How to use bash to split and unknown number of source file names into specified number of output files

I am trying to write a script in BASH that will read all the names of files in a source directory, which has an unknown file count, then split those names as evenly as possible between a specified number of output files.
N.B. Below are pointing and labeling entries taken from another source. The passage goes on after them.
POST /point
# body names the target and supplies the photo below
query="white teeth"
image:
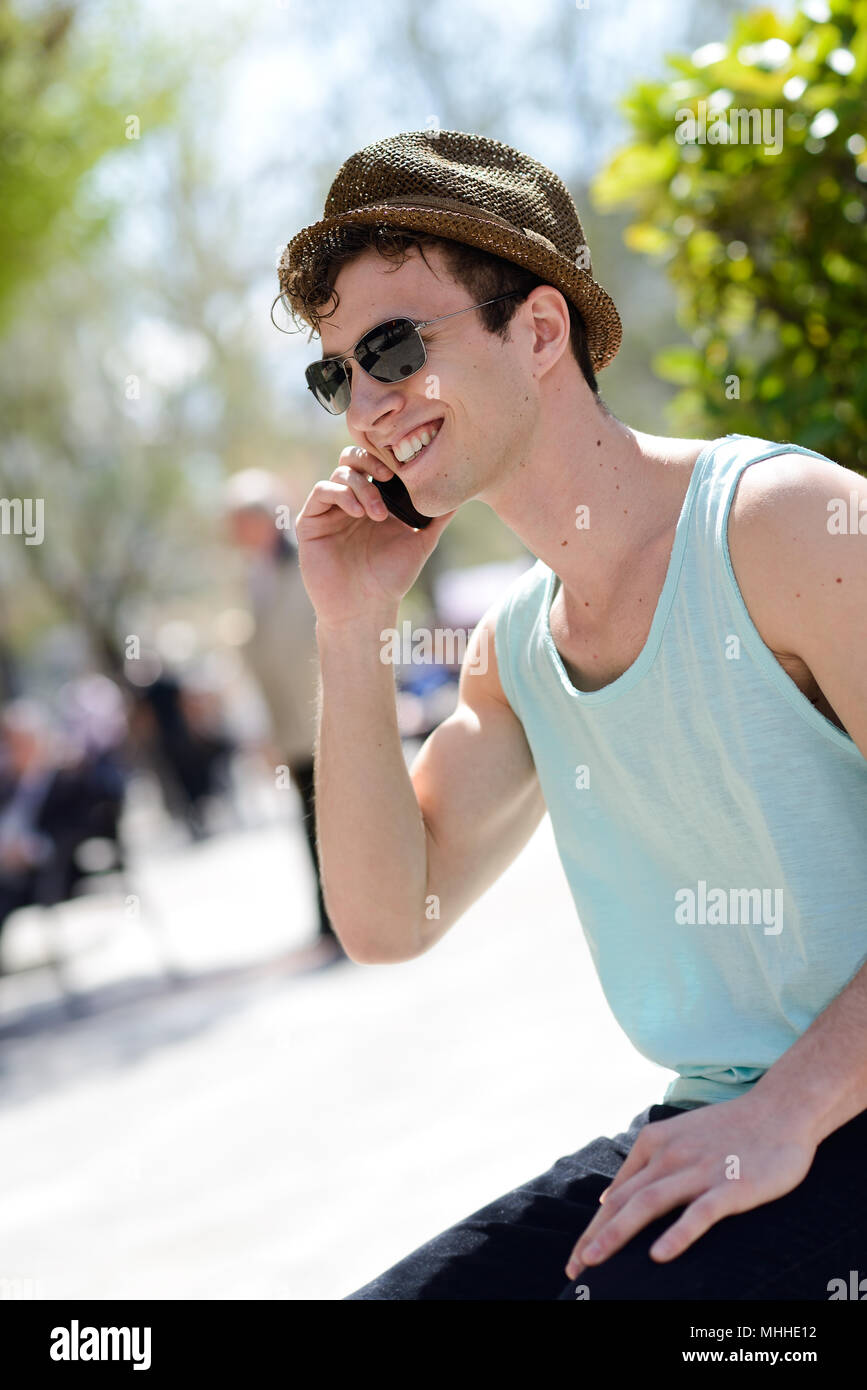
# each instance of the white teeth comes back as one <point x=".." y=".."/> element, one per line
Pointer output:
<point x="414" y="444"/>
User input is source dir, target dir, and target file count.

For example, lets say we have 10 files in a source directory, and the user specifies they want the names of those files to be split between 3 output files.

SOURCE FILE NAMES:


test
test2
test3
test4
test5
test6
test7
test8
test9


RESULTING FILES:


FILE1
test
test2
test3
test4


(has 4)


FILE2
test5
test6
test7


(has 3)


FILE3
test8
test9
test10


(has 3)

So far, I have come up with the below, which will always catch all the files because I'm forcing a 'round up', but wont provide the desired number of output files in all cases as it does not account for an uneven number of file names in an output file.

ls -l -d -1 $source/{*,.*} | tail -n +3 | awk '{printf "%s\n",$9}' > hdpLoadList
fileCount=`ls -1 $source | wc -l`
threadCount=$3

fptf=$(bc <<< "scale=1;($fileCount/$threadCount)+.9")
fptf=${fptf:0:1}

sPos=1
sLen=$fptf
for i in `seq 1 $threadCount`;
do
sed -n ${sPos},${sLen}p hdpLoadList | sed -e ':a;N;$!ba;s/\n/ /g' > hdpLoadP_$i
sPos=$(($sPos+$fptf))
sLen=$(($sLen+$fptf))
done

Answer

Script, let's say split.sh:

#!/bin/bash

# Create an array with all the files
myArray=("$1"/*)

# Get array length
arrayLength=${#myArray[@]}

# Divide length by the third arg value
divRes=$(( $arrayLength / $3 ))

# Iterate through array using a counter
for ((i=0; i<${#myArray[@]}; i++)); do
    count=$(( $i / $divRes ))
    # Use basename to remove folder path
    echo `basename "${myArray[$i]}"` >> "$2/destFile$count"
done

Usage:

bash split.sh srcFolder destFolder 3